Steinbach took a four month sabbatical from work to travel to London, Oxford, Paris, and various parts of Italy when she was in her 50s. There’s a large amount of privilege associated with this trip and she unfortunately does not seem aware of it. I would not be able to take a break from work for that long, on top of paying for the trip itself, nor do I know many people who could. I don’t begrudge her the opportunity. It’s more like I’m impressed she could afford to do so on a reporter’s salary.
That aside, Steinbach has no small amount of anxiety at the start of the trip as the enormity of what she’s doing sinks in. But from there, she is open to where the trip takes her and strikes up conversation with strangers wherever she goes. At times, she explores on her own and other times, she goes off on an adventure with someone she’s just met. This even leads to meeting Naohiro, with whom she has a love affair off and on throughout her trip. I’m envious of people who do this so easily and I did see somewhere that she’s an extrovert.
While I wanted to read this memoir to help make sense of whether I should try solo travel, it is at its heart a memoir. It is Steinbach’s personal experience about what she learned about herself and her need for independence. I related to that latter part quite a bit. There are plenty of good takeaways, with relevance beyond travel, such as Steinbach’s new friend who asks her, “Why not turn this mishap into an adventure?” Wise words for us all. I also liked learning about the random history of places she explored, such as the Home of Rest for Ladies of Small Means in Surrey. It was a home for working women in need of a holiday. How amazing is that?
While Steinbach had mostly positive experiences on the trip, she does not shy away from sharing about the negative. She delves into her sense of safety as a single woman and how that is altered when she’s almost mugged in Italy. She gets horribly ill while in London but her new friends take care of her and there were some really tender moments as she has to accept their help.
The writing is lovely and I was quite engaged by her descriptions and experiences, with one exception. Steinbach’s father died when she was quite young and she describes aspects of her grief over losing him that I found confusing. Or at least they weren’t as well integrated into the narrative.
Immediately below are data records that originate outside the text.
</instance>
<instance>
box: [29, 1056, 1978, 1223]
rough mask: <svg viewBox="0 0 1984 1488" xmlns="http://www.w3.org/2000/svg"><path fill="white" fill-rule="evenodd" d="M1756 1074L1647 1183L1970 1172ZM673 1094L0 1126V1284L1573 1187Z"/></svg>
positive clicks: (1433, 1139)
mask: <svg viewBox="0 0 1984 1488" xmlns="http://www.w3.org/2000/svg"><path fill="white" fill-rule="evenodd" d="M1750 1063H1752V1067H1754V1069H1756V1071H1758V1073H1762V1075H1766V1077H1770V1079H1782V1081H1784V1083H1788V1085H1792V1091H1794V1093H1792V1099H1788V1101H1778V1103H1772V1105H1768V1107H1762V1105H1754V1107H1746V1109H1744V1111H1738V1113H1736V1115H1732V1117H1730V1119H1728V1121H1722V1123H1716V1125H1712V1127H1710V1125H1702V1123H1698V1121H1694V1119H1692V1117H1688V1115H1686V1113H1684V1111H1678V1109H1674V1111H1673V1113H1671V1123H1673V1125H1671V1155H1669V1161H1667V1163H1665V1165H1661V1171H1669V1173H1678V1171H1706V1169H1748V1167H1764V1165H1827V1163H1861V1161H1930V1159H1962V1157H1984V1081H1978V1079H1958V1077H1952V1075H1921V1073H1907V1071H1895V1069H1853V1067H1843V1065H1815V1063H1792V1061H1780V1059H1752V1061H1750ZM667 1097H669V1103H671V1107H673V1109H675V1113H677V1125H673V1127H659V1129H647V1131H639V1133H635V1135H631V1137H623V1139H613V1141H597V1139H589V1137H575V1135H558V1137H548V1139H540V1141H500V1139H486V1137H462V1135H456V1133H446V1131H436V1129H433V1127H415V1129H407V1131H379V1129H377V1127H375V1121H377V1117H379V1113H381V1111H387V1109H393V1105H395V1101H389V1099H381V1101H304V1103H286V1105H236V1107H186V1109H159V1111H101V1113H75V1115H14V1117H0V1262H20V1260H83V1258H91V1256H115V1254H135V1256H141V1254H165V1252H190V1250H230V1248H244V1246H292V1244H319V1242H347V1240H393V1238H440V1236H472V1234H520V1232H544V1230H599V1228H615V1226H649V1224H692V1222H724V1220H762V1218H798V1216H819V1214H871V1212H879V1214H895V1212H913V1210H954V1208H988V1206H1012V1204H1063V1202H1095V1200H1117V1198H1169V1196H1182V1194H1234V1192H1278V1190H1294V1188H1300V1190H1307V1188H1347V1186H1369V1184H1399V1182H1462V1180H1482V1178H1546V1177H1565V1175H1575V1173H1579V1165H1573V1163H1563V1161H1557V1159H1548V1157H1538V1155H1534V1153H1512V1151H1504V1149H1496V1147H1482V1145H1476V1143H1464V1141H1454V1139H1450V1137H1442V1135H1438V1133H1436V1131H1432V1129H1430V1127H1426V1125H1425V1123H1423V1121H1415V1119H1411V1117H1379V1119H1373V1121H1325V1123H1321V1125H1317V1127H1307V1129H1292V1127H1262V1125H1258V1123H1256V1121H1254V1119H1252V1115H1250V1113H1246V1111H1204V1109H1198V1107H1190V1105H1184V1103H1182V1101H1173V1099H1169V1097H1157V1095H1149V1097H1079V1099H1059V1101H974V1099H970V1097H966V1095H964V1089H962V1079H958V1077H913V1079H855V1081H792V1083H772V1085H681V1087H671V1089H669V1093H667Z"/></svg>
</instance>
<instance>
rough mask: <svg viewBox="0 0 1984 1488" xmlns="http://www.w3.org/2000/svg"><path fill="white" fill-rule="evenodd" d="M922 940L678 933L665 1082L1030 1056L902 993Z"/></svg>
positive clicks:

She does not always talk about people in the kindest way. And it bears noting she’s a straight woman who released this book in 2000 and there are some dated elements as a result.
CW: death of a parent, grief, divorce, attempted mugging
Synopsis
"In many ways, I was an independent woman," writes Pulitzer Prize–winning journalist Alice Steinbach. “For years I’d made my own choices, paid my own bills, shoveled my own snow.” But somehow she had become dependent in quite another way. “I had fallen into the habit of defining myself in terms of who I was to other people and what they expected of me.” But who was she away from the people and things that defined her? In this exquisite book, Steinbach searches for the answer to this question in some of the most beautiful and exciting places in the world: Paris, where she finds a soul mate; Oxford, where she takes a course on the English village; and Milan, where she befriends a young woman about to be married.
Beautifully illustrated with postcards from Steinbach’s journeys, this revealing and witty book transports you into a fascinating inner and outer journey, an unforgettable voyage of discovery.